At this point, John was desperate to see the trip through and asked if there was anything he could do to keep the project in motion. The principal investigator agreed that if both John and the geneticist decided to stay, he would trust them to collect the necessary data. The geneticist responded that he would stay if John did, to which John immediately responded, “Yes! I’m ready for this challenge!”

Seeing It Through

Finally starting the expedition, John and the geneticist loaded all their gear into the 16-foot-long boat of their Inuktitut guide, who had struck a deal with the Smithsonian Institution to provide a narwhal for research purposes. Since the Inuktitut people are one of only two groups in the world that can legally hunt narwhals, their generosity proved vital for the expedition’s success. For two or three weeks, the men spent each day on the boat looking for a narwhal before returning to shore and camping along the Baffin Bay archipelago.

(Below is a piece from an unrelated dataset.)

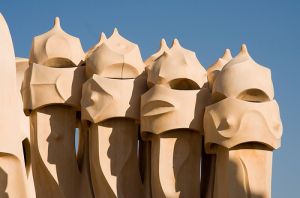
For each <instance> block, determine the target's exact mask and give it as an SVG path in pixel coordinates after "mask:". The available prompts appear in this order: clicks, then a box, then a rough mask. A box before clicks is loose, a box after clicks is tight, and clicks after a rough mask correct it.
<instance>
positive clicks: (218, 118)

“It was one of the most incredible experiences of my life because I really saw how devastating nature can be without the proper preparation. It was freezing cold and our guide had to navigate us through a maze of sea ice. It was really transformative being in such a raw natural environment like that,” John said.

Finally, on August 8, 2015, their guide successfully caught their narwhal. Now the resident anatomist, John opened up the team’s nitrogen freezer and got to work taking measurements and organ and tissue samples.

Before that day, the largest thing John had dissected was a sea lion for class. Now he would have to perform a field dissection on a two-ton narwhal, about 20 feet long, entirely on his own. Additionally, John recalled, “It was during an extremely heavy rainstorm, so I was standing in about two feet of sea water in the freezing Arctic. Looking back, it was one of the best and worst nights of my life.”

After spending the night (from 7:00 p.m. – 3:30 a.m. the next day) shivering in the frigid water, John had finished collecting samples. “When it was over, the geneticist turned to me and said, ‘Without you on this trip, I don’t know what we would have done.’ That meant a lot,” John said.

¹Making History

Once the expedition was finished, all the samples along with the skeleton were sent back to the Smithsonian in Washington, D.C., where the principal investigator would pick up with the analysis. The museum would later go on to build an exhibit about the expedition and research findings,¹ and ask John to write a chapter for the accompanying book.

Linking this success back to the adventure’s beginning, John said, “The Boy Scout motto is ‘Be prepared,’ and on this trip, I had to be prepared for everything because a lot of curve balls were thrown my way. It was not what I expected, but the experience sparked really great personal development. After that, I feel better prepared to handle any unexpected challenges.”

1. “Narwhal: Revealing an Arctic Legend” is a temporary exhibit at the Museum of National History in Washington, D.C. If you have the opportunity, catch it before it closes on January 5, 2020!